This Pup Was Gassed Up To Watch Some Venus Vs. Serena
Couple quick points before we get started here. 1) People who film their dogs doing funny stuff need to learn how to shut the fuck up. We came here to watch your puppy, guy. We didn’t come for your shitty narration and little quips. 2) Judging by that accent, I’m gonna go with Minnesota or maybe one of the Dakotas. Guess t’s not his fault he doesn’t understand internet etiquette. 3) Big fan of giving dogs human names. George is an A+ dog name.
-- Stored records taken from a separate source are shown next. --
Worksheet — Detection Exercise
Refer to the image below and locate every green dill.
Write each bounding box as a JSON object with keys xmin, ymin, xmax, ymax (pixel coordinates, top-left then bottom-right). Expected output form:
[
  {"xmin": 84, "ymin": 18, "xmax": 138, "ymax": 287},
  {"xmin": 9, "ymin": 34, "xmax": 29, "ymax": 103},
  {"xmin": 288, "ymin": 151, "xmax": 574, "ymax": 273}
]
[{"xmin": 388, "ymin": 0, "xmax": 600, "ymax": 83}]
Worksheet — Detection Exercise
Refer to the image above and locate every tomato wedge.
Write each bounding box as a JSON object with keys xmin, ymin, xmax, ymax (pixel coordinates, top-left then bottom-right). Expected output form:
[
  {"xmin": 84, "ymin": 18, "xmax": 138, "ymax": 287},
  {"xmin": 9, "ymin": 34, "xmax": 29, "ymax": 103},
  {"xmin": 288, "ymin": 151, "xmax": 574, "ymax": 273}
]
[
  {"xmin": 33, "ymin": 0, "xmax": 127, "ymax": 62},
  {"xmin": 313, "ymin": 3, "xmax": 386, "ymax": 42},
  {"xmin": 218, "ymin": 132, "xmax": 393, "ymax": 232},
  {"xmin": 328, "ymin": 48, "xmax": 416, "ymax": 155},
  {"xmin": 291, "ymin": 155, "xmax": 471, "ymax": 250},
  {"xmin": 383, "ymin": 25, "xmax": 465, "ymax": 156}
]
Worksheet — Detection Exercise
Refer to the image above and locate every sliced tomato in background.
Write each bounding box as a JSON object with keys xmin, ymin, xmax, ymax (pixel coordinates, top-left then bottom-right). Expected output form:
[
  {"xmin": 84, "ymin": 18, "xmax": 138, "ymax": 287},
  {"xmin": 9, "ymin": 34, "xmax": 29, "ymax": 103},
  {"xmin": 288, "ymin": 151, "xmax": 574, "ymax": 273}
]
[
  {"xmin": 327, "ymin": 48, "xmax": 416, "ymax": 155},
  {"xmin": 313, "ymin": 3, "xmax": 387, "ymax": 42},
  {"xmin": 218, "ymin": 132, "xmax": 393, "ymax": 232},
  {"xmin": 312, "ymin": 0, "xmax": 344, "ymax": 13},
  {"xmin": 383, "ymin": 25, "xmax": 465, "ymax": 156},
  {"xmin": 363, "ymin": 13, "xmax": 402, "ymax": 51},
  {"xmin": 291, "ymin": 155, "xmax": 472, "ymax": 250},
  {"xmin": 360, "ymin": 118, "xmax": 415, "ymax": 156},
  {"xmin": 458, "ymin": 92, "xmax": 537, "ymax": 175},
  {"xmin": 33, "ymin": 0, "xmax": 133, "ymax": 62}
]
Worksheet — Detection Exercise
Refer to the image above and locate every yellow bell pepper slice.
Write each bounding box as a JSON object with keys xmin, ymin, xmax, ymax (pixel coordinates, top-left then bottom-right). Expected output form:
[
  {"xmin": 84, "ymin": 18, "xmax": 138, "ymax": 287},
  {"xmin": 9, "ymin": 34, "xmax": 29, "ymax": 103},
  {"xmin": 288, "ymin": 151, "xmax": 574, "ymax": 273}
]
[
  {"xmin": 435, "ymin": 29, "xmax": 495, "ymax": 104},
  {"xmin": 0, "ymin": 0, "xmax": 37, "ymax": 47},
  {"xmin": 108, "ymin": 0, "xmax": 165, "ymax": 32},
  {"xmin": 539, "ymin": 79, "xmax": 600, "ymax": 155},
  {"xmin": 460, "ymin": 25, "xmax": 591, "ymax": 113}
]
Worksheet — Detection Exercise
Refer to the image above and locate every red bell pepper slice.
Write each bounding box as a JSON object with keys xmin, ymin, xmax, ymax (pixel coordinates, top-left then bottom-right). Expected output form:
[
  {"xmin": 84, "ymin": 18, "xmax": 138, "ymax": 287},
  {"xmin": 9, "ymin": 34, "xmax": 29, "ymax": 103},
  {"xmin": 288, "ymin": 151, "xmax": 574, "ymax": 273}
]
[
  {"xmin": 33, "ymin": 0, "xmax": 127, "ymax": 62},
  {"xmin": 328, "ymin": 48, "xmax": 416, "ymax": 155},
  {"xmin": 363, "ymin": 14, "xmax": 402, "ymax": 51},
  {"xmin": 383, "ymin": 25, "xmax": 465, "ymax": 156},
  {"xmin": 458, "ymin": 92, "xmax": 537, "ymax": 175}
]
Okay so now that that’s all out of the way, this right here is exactly why having an awesome dog is a million times better than having a girlfriend. I’m gonna go out on a limb there and say the dog doesn’t know the rules of tennis. But guess what? He loves it anyway. He’s just there for the action, boss. Balls are flying around, there’s a ton of back-and-forth on the screen, it’s fast paced. If you’re watching tennis with a girlfriend, chances are you’re going to have to explain everything to her. She’s going to ask why the scoring goes from 0 to 15 to 30 to 40. She’s going to ask how many games you have to win to win the set. She’s going to ask how many sets you have to win to win the match. The entire experience is going to be ruined. But when you’re watching it with your pup? Well then it’s party time. He’s loving it, you’re loving it, you’re just broing out and having a day watching Women’s Quarterfinals action at the US Open because that’s just guys being dudes.
P.S. – This isn’t the first time we’ve seen George before. This pup just eats, sleeps and breathes sports. Love George to death. Need him in my life.